COA Opinion: DNRE's littoral jurisdiction limited to ordinary high water mark

In Burleson v. Department of Environmental Quality, the Court of Appeals, in a divided decision, held that the Michigan Department and Natural Resources and Environment's ("DNRE") jurisdiction over the land surrounding and below the Great Lakes under the Great Lakes Submerged Lands Act ("GLSLA") is limited to the ordinary high water mark defined by the international Great Lakes datum of 1955. The court concluded that the DNRE's contention that it was entitled to exercise jurisdiction over all lands that were at some time submerged under the Great Lakes "strains credulity and good sense."

Judge Gleicher dissented.

The case arose after the DNRE (then known as the Department of Environmental Quality)refused to issue a permit to allow Bobby Burleson to build a house on Lake Michigan property because he did not apply for an additional permit under the GLSLA. Burleson disputed that the DNRE had jurisdiction over his property because it is above the ordinary high water mark for Lake Michigan. The DNRE issued a declaratory ruling that it's jurisdiction under under the GLSLA extended to cover Burleson's property because, at least back in 1987, a significantly greater portion of the property was submerged. According to the DNRE, this portion of the property falls within the lakeward side of the "natural ordinary high water mark" which is different from the ordinary high water mark determined by elevation in the GLSLA.

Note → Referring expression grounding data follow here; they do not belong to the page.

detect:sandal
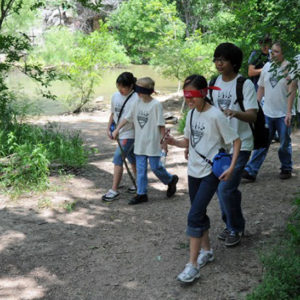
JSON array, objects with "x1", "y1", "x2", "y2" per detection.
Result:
[{"x1": 102, "y1": 189, "x2": 120, "y2": 202}]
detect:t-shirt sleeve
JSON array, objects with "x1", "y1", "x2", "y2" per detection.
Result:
[
  {"x1": 124, "y1": 102, "x2": 134, "y2": 122},
  {"x1": 248, "y1": 50, "x2": 257, "y2": 65},
  {"x1": 184, "y1": 111, "x2": 191, "y2": 139},
  {"x1": 157, "y1": 102, "x2": 165, "y2": 126},
  {"x1": 258, "y1": 64, "x2": 267, "y2": 87},
  {"x1": 243, "y1": 79, "x2": 259, "y2": 111}
]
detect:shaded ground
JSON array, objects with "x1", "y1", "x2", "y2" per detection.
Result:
[{"x1": 0, "y1": 97, "x2": 299, "y2": 300}]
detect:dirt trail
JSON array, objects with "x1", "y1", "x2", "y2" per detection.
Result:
[{"x1": 0, "y1": 99, "x2": 299, "y2": 300}]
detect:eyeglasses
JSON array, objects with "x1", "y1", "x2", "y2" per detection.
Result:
[{"x1": 213, "y1": 58, "x2": 228, "y2": 63}]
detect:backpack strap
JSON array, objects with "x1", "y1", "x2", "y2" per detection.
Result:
[
  {"x1": 209, "y1": 77, "x2": 218, "y2": 103},
  {"x1": 117, "y1": 91, "x2": 135, "y2": 124},
  {"x1": 190, "y1": 108, "x2": 213, "y2": 166}
]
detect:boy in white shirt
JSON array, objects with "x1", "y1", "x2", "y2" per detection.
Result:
[{"x1": 112, "y1": 77, "x2": 178, "y2": 205}]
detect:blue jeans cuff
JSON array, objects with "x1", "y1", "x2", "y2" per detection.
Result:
[{"x1": 186, "y1": 225, "x2": 209, "y2": 238}]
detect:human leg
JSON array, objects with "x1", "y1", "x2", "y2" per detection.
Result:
[
  {"x1": 276, "y1": 117, "x2": 292, "y2": 176},
  {"x1": 243, "y1": 116, "x2": 275, "y2": 178},
  {"x1": 149, "y1": 156, "x2": 178, "y2": 197},
  {"x1": 217, "y1": 151, "x2": 251, "y2": 236}
]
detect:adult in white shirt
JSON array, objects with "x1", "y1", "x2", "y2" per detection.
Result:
[{"x1": 243, "y1": 42, "x2": 295, "y2": 181}]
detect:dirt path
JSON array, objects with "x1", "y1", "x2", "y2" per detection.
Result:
[{"x1": 0, "y1": 99, "x2": 299, "y2": 300}]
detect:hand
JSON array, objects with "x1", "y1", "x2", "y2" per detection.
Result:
[
  {"x1": 161, "y1": 141, "x2": 168, "y2": 153},
  {"x1": 184, "y1": 148, "x2": 189, "y2": 160},
  {"x1": 223, "y1": 109, "x2": 238, "y2": 119},
  {"x1": 112, "y1": 129, "x2": 118, "y2": 140},
  {"x1": 218, "y1": 167, "x2": 234, "y2": 181},
  {"x1": 285, "y1": 114, "x2": 292, "y2": 127},
  {"x1": 165, "y1": 134, "x2": 175, "y2": 145},
  {"x1": 107, "y1": 128, "x2": 113, "y2": 139}
]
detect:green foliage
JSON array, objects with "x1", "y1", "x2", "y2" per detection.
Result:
[
  {"x1": 151, "y1": 34, "x2": 216, "y2": 84},
  {"x1": 108, "y1": 0, "x2": 186, "y2": 63},
  {"x1": 0, "y1": 122, "x2": 88, "y2": 195},
  {"x1": 247, "y1": 197, "x2": 300, "y2": 300},
  {"x1": 178, "y1": 109, "x2": 188, "y2": 134}
]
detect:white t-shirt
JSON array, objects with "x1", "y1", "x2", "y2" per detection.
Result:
[
  {"x1": 125, "y1": 98, "x2": 165, "y2": 156},
  {"x1": 258, "y1": 61, "x2": 294, "y2": 117},
  {"x1": 111, "y1": 91, "x2": 139, "y2": 139},
  {"x1": 210, "y1": 75, "x2": 258, "y2": 151},
  {"x1": 184, "y1": 106, "x2": 239, "y2": 178}
]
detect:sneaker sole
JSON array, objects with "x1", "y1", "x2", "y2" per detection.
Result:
[
  {"x1": 127, "y1": 189, "x2": 137, "y2": 194},
  {"x1": 225, "y1": 237, "x2": 241, "y2": 247},
  {"x1": 102, "y1": 195, "x2": 120, "y2": 202},
  {"x1": 177, "y1": 272, "x2": 200, "y2": 283}
]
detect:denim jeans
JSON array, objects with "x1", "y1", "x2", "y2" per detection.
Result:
[
  {"x1": 217, "y1": 151, "x2": 251, "y2": 233},
  {"x1": 186, "y1": 173, "x2": 220, "y2": 238},
  {"x1": 135, "y1": 155, "x2": 173, "y2": 195},
  {"x1": 244, "y1": 116, "x2": 292, "y2": 176},
  {"x1": 113, "y1": 138, "x2": 135, "y2": 166}
]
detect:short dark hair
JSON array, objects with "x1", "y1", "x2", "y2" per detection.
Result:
[
  {"x1": 116, "y1": 72, "x2": 137, "y2": 87},
  {"x1": 214, "y1": 43, "x2": 243, "y2": 73}
]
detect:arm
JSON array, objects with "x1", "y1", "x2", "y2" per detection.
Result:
[
  {"x1": 224, "y1": 109, "x2": 257, "y2": 123},
  {"x1": 219, "y1": 137, "x2": 241, "y2": 181},
  {"x1": 159, "y1": 125, "x2": 168, "y2": 152},
  {"x1": 285, "y1": 79, "x2": 297, "y2": 126},
  {"x1": 166, "y1": 135, "x2": 189, "y2": 148},
  {"x1": 106, "y1": 113, "x2": 114, "y2": 139},
  {"x1": 257, "y1": 85, "x2": 265, "y2": 102},
  {"x1": 112, "y1": 118, "x2": 129, "y2": 139},
  {"x1": 248, "y1": 65, "x2": 262, "y2": 77}
]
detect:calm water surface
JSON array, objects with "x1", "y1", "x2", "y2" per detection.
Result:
[{"x1": 8, "y1": 65, "x2": 178, "y2": 115}]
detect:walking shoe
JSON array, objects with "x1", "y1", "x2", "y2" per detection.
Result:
[
  {"x1": 128, "y1": 194, "x2": 148, "y2": 205},
  {"x1": 102, "y1": 189, "x2": 120, "y2": 202},
  {"x1": 217, "y1": 228, "x2": 230, "y2": 241},
  {"x1": 127, "y1": 185, "x2": 137, "y2": 194},
  {"x1": 225, "y1": 231, "x2": 241, "y2": 247},
  {"x1": 167, "y1": 175, "x2": 178, "y2": 198},
  {"x1": 241, "y1": 170, "x2": 256, "y2": 182},
  {"x1": 279, "y1": 170, "x2": 292, "y2": 180},
  {"x1": 177, "y1": 263, "x2": 200, "y2": 283},
  {"x1": 197, "y1": 249, "x2": 214, "y2": 268}
]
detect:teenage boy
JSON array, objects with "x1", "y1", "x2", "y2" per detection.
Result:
[{"x1": 210, "y1": 43, "x2": 258, "y2": 246}]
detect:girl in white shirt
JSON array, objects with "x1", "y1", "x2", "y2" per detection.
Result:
[{"x1": 166, "y1": 75, "x2": 241, "y2": 283}]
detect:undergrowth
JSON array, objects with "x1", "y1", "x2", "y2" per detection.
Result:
[
  {"x1": 247, "y1": 196, "x2": 300, "y2": 300},
  {"x1": 0, "y1": 122, "x2": 89, "y2": 196}
]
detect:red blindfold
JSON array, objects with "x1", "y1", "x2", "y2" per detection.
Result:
[{"x1": 183, "y1": 86, "x2": 221, "y2": 98}]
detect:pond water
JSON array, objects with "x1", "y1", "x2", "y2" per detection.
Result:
[{"x1": 7, "y1": 65, "x2": 178, "y2": 115}]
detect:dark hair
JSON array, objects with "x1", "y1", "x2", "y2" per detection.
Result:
[
  {"x1": 259, "y1": 34, "x2": 272, "y2": 46},
  {"x1": 183, "y1": 74, "x2": 212, "y2": 103},
  {"x1": 272, "y1": 40, "x2": 286, "y2": 56},
  {"x1": 116, "y1": 72, "x2": 137, "y2": 87},
  {"x1": 214, "y1": 43, "x2": 243, "y2": 73}
]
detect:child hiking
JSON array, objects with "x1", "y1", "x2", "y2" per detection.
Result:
[
  {"x1": 166, "y1": 75, "x2": 241, "y2": 283},
  {"x1": 102, "y1": 72, "x2": 139, "y2": 202},
  {"x1": 112, "y1": 77, "x2": 178, "y2": 205}
]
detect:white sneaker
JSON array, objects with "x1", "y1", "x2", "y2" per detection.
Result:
[
  {"x1": 127, "y1": 185, "x2": 137, "y2": 194},
  {"x1": 197, "y1": 249, "x2": 214, "y2": 268},
  {"x1": 102, "y1": 189, "x2": 119, "y2": 202},
  {"x1": 177, "y1": 263, "x2": 200, "y2": 283}
]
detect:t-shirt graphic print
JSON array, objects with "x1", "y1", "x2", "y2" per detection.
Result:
[
  {"x1": 217, "y1": 90, "x2": 232, "y2": 111},
  {"x1": 191, "y1": 122, "x2": 205, "y2": 148},
  {"x1": 137, "y1": 110, "x2": 149, "y2": 129}
]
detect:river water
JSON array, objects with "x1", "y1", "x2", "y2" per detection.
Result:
[{"x1": 7, "y1": 65, "x2": 178, "y2": 115}]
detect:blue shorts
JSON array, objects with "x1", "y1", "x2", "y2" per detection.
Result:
[{"x1": 113, "y1": 138, "x2": 135, "y2": 166}]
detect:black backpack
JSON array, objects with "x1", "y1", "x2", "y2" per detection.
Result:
[{"x1": 209, "y1": 76, "x2": 269, "y2": 149}]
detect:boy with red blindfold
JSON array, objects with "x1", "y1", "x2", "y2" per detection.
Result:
[{"x1": 166, "y1": 74, "x2": 241, "y2": 283}]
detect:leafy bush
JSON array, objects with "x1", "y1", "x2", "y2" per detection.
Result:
[
  {"x1": 0, "y1": 122, "x2": 88, "y2": 195},
  {"x1": 247, "y1": 197, "x2": 300, "y2": 300},
  {"x1": 178, "y1": 109, "x2": 188, "y2": 134}
]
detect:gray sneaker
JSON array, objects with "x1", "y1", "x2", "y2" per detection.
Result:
[
  {"x1": 225, "y1": 231, "x2": 241, "y2": 247},
  {"x1": 197, "y1": 249, "x2": 214, "y2": 268},
  {"x1": 217, "y1": 228, "x2": 230, "y2": 240},
  {"x1": 177, "y1": 263, "x2": 200, "y2": 283}
]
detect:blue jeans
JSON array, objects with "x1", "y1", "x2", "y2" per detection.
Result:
[
  {"x1": 113, "y1": 138, "x2": 135, "y2": 166},
  {"x1": 135, "y1": 155, "x2": 173, "y2": 195},
  {"x1": 186, "y1": 173, "x2": 220, "y2": 238},
  {"x1": 244, "y1": 116, "x2": 292, "y2": 176},
  {"x1": 217, "y1": 151, "x2": 251, "y2": 233}
]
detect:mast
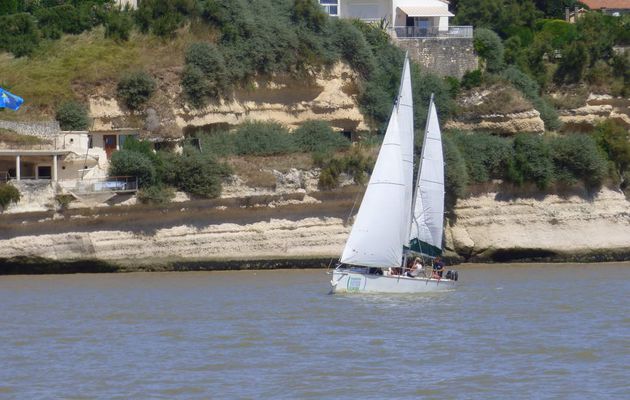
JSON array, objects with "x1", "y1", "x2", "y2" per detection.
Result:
[{"x1": 397, "y1": 53, "x2": 415, "y2": 248}]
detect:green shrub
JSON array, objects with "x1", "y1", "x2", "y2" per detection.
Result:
[
  {"x1": 317, "y1": 147, "x2": 374, "y2": 189},
  {"x1": 117, "y1": 71, "x2": 156, "y2": 110},
  {"x1": 0, "y1": 13, "x2": 40, "y2": 57},
  {"x1": 474, "y1": 28, "x2": 504, "y2": 73},
  {"x1": 105, "y1": 9, "x2": 133, "y2": 41},
  {"x1": 55, "y1": 194, "x2": 73, "y2": 211},
  {"x1": 55, "y1": 101, "x2": 89, "y2": 131},
  {"x1": 35, "y1": 5, "x2": 86, "y2": 38},
  {"x1": 135, "y1": 0, "x2": 197, "y2": 38},
  {"x1": 318, "y1": 167, "x2": 339, "y2": 190},
  {"x1": 185, "y1": 42, "x2": 228, "y2": 97},
  {"x1": 109, "y1": 149, "x2": 156, "y2": 187},
  {"x1": 595, "y1": 120, "x2": 630, "y2": 183},
  {"x1": 554, "y1": 41, "x2": 589, "y2": 84},
  {"x1": 181, "y1": 65, "x2": 210, "y2": 108},
  {"x1": 508, "y1": 133, "x2": 554, "y2": 189},
  {"x1": 442, "y1": 134, "x2": 469, "y2": 211},
  {"x1": 196, "y1": 131, "x2": 236, "y2": 157},
  {"x1": 293, "y1": 120, "x2": 350, "y2": 153},
  {"x1": 461, "y1": 70, "x2": 483, "y2": 90},
  {"x1": 137, "y1": 185, "x2": 175, "y2": 205},
  {"x1": 537, "y1": 19, "x2": 577, "y2": 49},
  {"x1": 453, "y1": 132, "x2": 514, "y2": 183},
  {"x1": 0, "y1": 183, "x2": 20, "y2": 213},
  {"x1": 121, "y1": 136, "x2": 161, "y2": 166},
  {"x1": 0, "y1": 0, "x2": 18, "y2": 16},
  {"x1": 550, "y1": 134, "x2": 608, "y2": 189},
  {"x1": 331, "y1": 19, "x2": 376, "y2": 78},
  {"x1": 412, "y1": 67, "x2": 455, "y2": 130},
  {"x1": 232, "y1": 121, "x2": 296, "y2": 156},
  {"x1": 163, "y1": 148, "x2": 231, "y2": 198}
]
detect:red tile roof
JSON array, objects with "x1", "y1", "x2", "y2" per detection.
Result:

The trial court affirmed the DNRE's position, and Burleson obtained leave to appeal to the Court of Appeals.

The Court of Appeals noted that the GLSLA references both the "natural ordinary high water mark" which is not defined and the "ordinary high water mark" which is defined as a particular elevation for each Great Lake. The GLSLA limits the DNRE's jurisdiction to land to the lakeward side of the natural ordinary high water mark, then immediately defines "ordinary high water mark." The court reasoned that "natural ordinary high water mark" refers to the ordinary high water mark unaltered (i.e. elevation) unaltered by human activity.

Disclaimer: Warner Norcross & Judd LLP represented the successful Petitioner/Appellant Bobby Burleson in this matter.